# Western / Hillbilly Scenes?



## HalloweenHaunter (Mar 6, 2011)

I've already got a few scenes that I will have in my haunt, but am wondering what other types of scenes I could have that fit in with a western / hillbilly theme?

Thanks!


----------



## Ghoulia Childe (Jul 4, 2012)

How about something with the Hatfield and McCoy feud?


----------



## Sytnathotep (Oct 10, 2011)

Check this thread, lots of HillyBilly ideas thrown around...

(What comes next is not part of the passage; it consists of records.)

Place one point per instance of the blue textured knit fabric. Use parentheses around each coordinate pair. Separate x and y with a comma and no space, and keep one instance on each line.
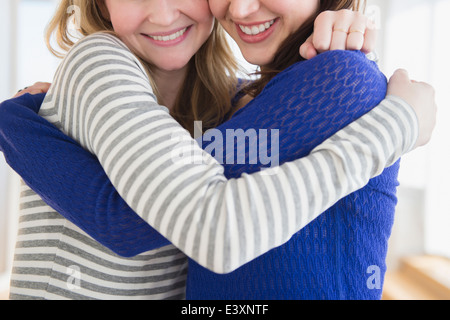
(332,258)
(340,255)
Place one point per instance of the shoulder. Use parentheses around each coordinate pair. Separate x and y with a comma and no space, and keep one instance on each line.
(101,48)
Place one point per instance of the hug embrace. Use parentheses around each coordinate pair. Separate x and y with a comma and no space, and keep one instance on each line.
(108,211)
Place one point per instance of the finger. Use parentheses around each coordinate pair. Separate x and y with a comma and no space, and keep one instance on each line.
(371,36)
(339,39)
(323,31)
(342,23)
(370,40)
(307,49)
(401,75)
(357,33)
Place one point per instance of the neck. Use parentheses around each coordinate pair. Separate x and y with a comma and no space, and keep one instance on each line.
(169,84)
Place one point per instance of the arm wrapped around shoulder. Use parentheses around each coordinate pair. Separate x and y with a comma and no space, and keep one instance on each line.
(308,103)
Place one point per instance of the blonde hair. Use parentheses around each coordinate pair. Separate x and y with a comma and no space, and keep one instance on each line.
(210,81)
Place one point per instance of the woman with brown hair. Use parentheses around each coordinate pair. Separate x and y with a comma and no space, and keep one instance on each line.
(101,97)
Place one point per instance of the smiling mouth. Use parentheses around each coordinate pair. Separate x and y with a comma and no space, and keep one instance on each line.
(169,37)
(257,29)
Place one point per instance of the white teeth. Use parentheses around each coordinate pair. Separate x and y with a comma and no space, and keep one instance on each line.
(254,30)
(169,37)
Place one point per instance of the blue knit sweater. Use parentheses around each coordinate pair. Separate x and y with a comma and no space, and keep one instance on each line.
(340,255)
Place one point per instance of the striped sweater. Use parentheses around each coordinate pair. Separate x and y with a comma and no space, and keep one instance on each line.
(101,97)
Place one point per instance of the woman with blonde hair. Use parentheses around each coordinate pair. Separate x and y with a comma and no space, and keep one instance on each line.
(101,97)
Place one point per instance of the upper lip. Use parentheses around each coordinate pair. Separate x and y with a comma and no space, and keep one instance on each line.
(165,33)
(247,24)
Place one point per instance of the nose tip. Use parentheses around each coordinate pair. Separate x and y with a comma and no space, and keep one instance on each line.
(240,9)
(163,14)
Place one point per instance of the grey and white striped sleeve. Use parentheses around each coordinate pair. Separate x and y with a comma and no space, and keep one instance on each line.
(222,224)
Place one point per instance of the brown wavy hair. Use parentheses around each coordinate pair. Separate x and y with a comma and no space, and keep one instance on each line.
(288,54)
(210,81)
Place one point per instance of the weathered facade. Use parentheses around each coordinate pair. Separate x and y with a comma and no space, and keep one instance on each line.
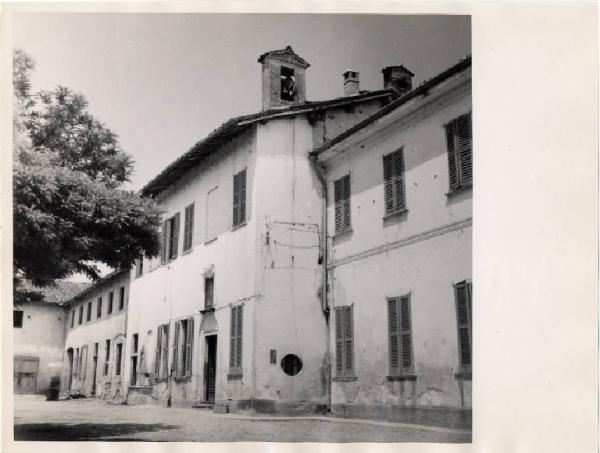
(95,325)
(39,336)
(400,217)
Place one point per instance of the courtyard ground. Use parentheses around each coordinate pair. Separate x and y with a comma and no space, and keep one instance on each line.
(97,420)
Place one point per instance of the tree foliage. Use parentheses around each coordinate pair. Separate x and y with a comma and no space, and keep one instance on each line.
(70,208)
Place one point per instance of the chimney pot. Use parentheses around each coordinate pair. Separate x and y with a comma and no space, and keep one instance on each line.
(351,83)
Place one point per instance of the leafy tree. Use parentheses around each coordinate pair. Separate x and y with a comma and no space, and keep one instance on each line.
(70,208)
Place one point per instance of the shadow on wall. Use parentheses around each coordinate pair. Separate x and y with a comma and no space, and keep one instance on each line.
(85,431)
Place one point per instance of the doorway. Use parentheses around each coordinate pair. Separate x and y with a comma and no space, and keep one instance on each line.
(210,369)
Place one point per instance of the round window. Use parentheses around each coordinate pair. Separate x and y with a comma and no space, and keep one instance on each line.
(291,364)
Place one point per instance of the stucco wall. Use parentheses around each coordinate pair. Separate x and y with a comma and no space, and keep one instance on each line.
(42,336)
(174,291)
(97,330)
(421,252)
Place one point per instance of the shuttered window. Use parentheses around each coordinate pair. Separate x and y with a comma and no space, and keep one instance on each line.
(462,296)
(184,342)
(342,204)
(460,152)
(162,352)
(394,185)
(344,338)
(235,347)
(188,227)
(239,198)
(400,336)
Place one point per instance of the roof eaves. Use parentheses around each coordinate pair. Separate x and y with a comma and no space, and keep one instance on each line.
(421,89)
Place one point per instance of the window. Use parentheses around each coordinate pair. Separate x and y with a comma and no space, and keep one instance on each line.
(188,227)
(134,359)
(107,357)
(170,239)
(342,204)
(462,297)
(139,267)
(288,84)
(161,369)
(400,336)
(121,298)
(209,292)
(119,352)
(239,198)
(18,319)
(344,338)
(393,175)
(235,348)
(184,341)
(460,152)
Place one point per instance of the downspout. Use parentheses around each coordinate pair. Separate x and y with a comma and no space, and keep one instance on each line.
(324,274)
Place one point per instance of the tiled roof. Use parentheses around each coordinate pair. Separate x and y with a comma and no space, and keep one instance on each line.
(420,90)
(59,293)
(201,150)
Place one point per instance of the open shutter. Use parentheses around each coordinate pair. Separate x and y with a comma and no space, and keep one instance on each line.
(393,328)
(463,323)
(238,349)
(406,335)
(464,147)
(163,244)
(189,347)
(339,342)
(175,236)
(452,161)
(348,340)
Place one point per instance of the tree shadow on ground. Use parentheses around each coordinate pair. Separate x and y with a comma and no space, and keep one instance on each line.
(85,431)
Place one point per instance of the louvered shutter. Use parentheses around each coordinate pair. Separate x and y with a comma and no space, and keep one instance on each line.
(339,342)
(175,236)
(163,245)
(461,291)
(452,161)
(464,148)
(233,342)
(348,340)
(189,347)
(406,335)
(393,328)
(238,350)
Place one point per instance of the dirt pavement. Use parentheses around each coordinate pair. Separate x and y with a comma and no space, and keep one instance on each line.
(94,420)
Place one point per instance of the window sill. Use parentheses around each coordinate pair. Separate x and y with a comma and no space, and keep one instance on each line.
(395,214)
(234,376)
(404,377)
(237,227)
(459,190)
(344,378)
(340,234)
(463,376)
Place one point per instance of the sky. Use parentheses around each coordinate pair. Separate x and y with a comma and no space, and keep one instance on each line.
(162,82)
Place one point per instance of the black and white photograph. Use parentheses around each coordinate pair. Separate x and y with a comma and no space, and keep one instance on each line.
(232,227)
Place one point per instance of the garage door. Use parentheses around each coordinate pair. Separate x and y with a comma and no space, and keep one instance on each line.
(25,374)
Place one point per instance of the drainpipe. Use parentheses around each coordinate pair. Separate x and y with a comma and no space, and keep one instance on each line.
(325,277)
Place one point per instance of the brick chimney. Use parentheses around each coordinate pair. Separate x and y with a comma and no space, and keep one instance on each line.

http://www.hauntforum.com/showthread.php?t=31110


----------



## Tai95 (Sep 4, 2012)

Haunted still. You could even make the condensing coils out of clear tubing and have some uv reactive liquid flowing through it.


----------



## HalloweenHaunter (Mar 6, 2011)

Wow, Ghoulia Childe I didn't think about that.. I'm sure I can think of a way to incorporate that thanks! And thank you for the other responses everyone!


----------



## Lord Homicide (May 11, 2012)

Western and hillbilly are two different themes. Which one are you going for?


----------



## HalloweenHaunter (Mar 6, 2011)

Lord Homicide said:


> Western and hillbilly are two different themes. Which one are you going for?


 Western. My problem is we used to use tons of corn stalks to create a maze and had a few scarecrows and things, now we have to use fencing panels that are weathered. SO I am trying to think of some scenes that I could have with a basically a fence in the background, but I'm kinda stuck..


----------



## Headless (Sep 4, 2011)

Haunted rocking chair on a porch comes to mind for me. There have been a couple of really great haunts that had western themes posted on here. I'd do a search of the site and see what you come up with.


----------



## scareme (Aug 29, 2006)

As long as you didn't include Okie with Hillbilly, I'll be glad to help you. Here are some links to some western themes.

http://www.hauntforum.com/showthread.php?t=31878&highlight=western
http://www.hauntforum.com/album.php?albumid=976
http://www.hauntforum.com/showthread.php?t=28057&highlight=western


----------